Book Notes: Cognitive Surplus

July 26, 2010

Apparently we’ve got a lot of time on our hands.  That’s according to Clay Shirky in his new book, Cognitive Surplus – Creativity and Generosity in a Connected Age.

It goes something like this:  Things have changed since the mid-twentieth century.  The postwar trend of urban growth and rising education lead to an abundance of folks paid to think or talk rather than produce.  This postindustrial transition created an abundance of free time for us.  Clay Shirky refers to this aggregate potential of time and energy with the newfound capacity to create as the cognitive surplus.  It’s effectively the potential to do together what was never before possible.  Free time is a social asset to be harnessed for the greater good, Shirky tells us.

Cognitive Surplus starts with this basic assertion and drills down to how the availability of this resource has set us up for where we are today.  Because free time alone, of course, isn’t enough to cause the changes happening around us.  If that were the case the revolution that we’re experiencing would have occurred half a century ago.  It’s the availability of new tools and opportunity that are allowing us to leverage the cognitive surplus.  Cognitive Surplus explores our intrinsic motivations to participate and finishes with the challenge of figuring out how we might use this resource to produce real civic value.  Big picture stuff.

All of this is weaved together in a well-referenced, 200 page argument that’s relatively brief given the size of its message.  Cognitive Surplus is an easy read and I highly recommend it to anyone trying to grasp what’s happening around us.

As someone who thinks a lot about this stuff, Clay Shirky helps me understand the redefinition of media in the broader context.  And while there’s no shortage of people talking about the forces behind the social media revolution, there’s nothing of the depth and insight seen in Cognitive Surplus.

Read Cognitive Surplus.  Let me know what you think.


Christian Sinclair July 27, 2010 at 1:05 am

Your post has me thinking about this book all day.
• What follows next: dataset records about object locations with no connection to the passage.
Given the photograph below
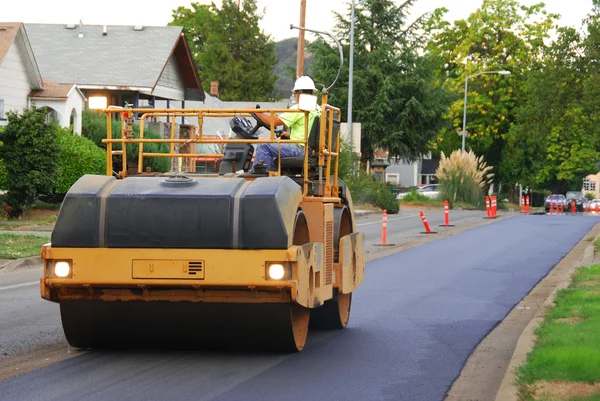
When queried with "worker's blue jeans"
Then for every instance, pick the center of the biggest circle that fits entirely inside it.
(267, 152)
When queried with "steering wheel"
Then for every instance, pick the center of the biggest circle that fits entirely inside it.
(259, 122)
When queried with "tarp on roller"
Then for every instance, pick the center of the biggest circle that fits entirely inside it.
(203, 213)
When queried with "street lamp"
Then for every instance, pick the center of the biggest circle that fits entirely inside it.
(466, 92)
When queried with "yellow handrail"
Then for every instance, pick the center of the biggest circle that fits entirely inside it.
(327, 157)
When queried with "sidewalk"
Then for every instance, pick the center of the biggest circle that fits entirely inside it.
(508, 389)
(36, 233)
(12, 264)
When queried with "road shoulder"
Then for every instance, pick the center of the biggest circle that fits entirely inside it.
(488, 372)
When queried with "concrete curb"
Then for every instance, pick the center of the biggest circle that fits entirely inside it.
(526, 341)
(30, 262)
(360, 213)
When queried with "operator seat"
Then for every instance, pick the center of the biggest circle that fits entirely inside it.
(295, 165)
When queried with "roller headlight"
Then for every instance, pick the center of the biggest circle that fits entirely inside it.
(276, 271)
(62, 269)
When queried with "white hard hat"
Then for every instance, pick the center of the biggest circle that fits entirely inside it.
(304, 83)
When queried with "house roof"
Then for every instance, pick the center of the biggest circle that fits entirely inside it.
(430, 166)
(8, 32)
(52, 90)
(124, 58)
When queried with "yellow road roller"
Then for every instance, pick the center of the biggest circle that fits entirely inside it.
(240, 258)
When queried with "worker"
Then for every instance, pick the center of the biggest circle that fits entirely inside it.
(294, 122)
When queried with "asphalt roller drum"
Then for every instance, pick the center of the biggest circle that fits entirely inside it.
(170, 325)
(279, 327)
(335, 313)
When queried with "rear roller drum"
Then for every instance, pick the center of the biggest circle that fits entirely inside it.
(335, 313)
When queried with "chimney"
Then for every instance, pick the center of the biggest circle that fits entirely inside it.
(214, 88)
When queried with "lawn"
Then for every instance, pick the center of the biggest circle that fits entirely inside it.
(31, 221)
(20, 246)
(565, 361)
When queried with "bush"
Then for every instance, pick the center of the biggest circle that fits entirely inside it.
(94, 128)
(414, 197)
(347, 162)
(364, 189)
(463, 177)
(30, 152)
(78, 156)
(3, 173)
(3, 176)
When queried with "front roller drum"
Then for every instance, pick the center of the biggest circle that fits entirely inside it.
(172, 325)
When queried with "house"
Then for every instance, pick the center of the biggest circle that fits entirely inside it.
(19, 73)
(406, 174)
(65, 103)
(21, 83)
(114, 65)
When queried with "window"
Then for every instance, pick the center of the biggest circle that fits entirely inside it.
(589, 185)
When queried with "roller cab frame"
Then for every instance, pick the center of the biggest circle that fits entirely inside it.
(282, 243)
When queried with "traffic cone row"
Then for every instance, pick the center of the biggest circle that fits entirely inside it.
(491, 207)
(525, 205)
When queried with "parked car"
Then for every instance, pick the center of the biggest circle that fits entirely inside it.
(595, 205)
(580, 200)
(556, 200)
(431, 191)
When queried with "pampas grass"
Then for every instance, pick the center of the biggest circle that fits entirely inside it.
(463, 177)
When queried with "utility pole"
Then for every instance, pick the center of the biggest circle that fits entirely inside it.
(350, 78)
(300, 60)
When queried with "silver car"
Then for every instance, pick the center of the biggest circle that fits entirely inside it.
(431, 191)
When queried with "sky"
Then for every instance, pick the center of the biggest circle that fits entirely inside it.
(278, 14)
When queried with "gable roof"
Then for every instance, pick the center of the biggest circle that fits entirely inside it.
(123, 58)
(14, 32)
(52, 90)
(8, 32)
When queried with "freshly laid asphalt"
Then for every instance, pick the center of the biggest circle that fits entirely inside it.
(415, 319)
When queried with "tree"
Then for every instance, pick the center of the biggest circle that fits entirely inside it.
(30, 153)
(500, 35)
(555, 142)
(229, 47)
(396, 96)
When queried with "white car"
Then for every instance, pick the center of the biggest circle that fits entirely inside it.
(431, 191)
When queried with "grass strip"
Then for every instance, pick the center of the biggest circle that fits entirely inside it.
(565, 361)
(14, 246)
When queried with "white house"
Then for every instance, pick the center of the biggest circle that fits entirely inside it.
(19, 74)
(21, 83)
(64, 102)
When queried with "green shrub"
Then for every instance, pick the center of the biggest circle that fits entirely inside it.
(414, 197)
(78, 156)
(347, 162)
(30, 154)
(462, 178)
(3, 176)
(364, 189)
(94, 128)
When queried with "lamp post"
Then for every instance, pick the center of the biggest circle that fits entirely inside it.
(467, 91)
(350, 78)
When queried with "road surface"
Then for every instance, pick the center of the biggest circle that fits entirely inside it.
(415, 320)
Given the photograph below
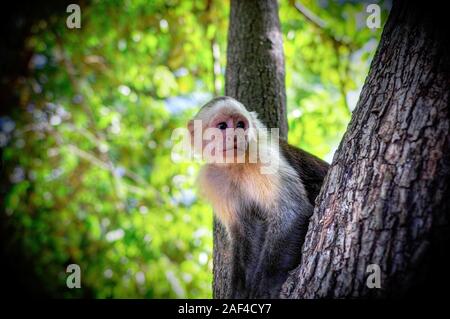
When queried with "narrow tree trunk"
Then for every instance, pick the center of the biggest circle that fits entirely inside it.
(255, 60)
(385, 200)
(254, 76)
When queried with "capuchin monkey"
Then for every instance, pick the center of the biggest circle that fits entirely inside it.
(265, 212)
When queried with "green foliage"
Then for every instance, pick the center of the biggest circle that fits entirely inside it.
(93, 182)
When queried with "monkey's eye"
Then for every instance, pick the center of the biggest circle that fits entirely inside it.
(222, 126)
(240, 124)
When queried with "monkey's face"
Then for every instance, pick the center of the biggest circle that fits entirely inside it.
(224, 132)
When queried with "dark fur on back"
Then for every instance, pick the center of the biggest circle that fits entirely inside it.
(312, 170)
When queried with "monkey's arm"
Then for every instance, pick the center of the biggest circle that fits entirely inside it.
(287, 226)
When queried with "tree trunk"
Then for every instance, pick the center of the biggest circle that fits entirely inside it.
(385, 200)
(255, 76)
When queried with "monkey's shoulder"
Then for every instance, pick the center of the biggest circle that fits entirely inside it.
(311, 169)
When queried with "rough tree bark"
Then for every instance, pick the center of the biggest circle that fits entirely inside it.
(385, 200)
(255, 76)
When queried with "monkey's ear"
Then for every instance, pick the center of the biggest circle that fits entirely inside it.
(253, 117)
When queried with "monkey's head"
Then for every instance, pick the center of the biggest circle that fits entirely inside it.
(225, 128)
Gonna get it on the Kindle tonight and let you know soon what I think!

GARY LEVIN July 31, 2010 at 9:32 pm

There are many examples of social networking besides twitter. Many well established MDs write blogs, some quite creative, some aggregate medical news from many sources, and some are very selective.
You might bring some ‘for examples’ to the interview if the question comes up, and if you are going to mention ‘social networking’, include the term Health 2.0 which includes many worthwhile professionally developed software solutions that are web based .
At your interview your interviewer usually looks for something that sets you apart from the rest, and perhaps that is why you are concerned. Nevertheless if you have a good explanation and are firmly positive about what this has offered you, and for further development with you as a physician.. Don’t overemphasize the amount of time you spend doing it.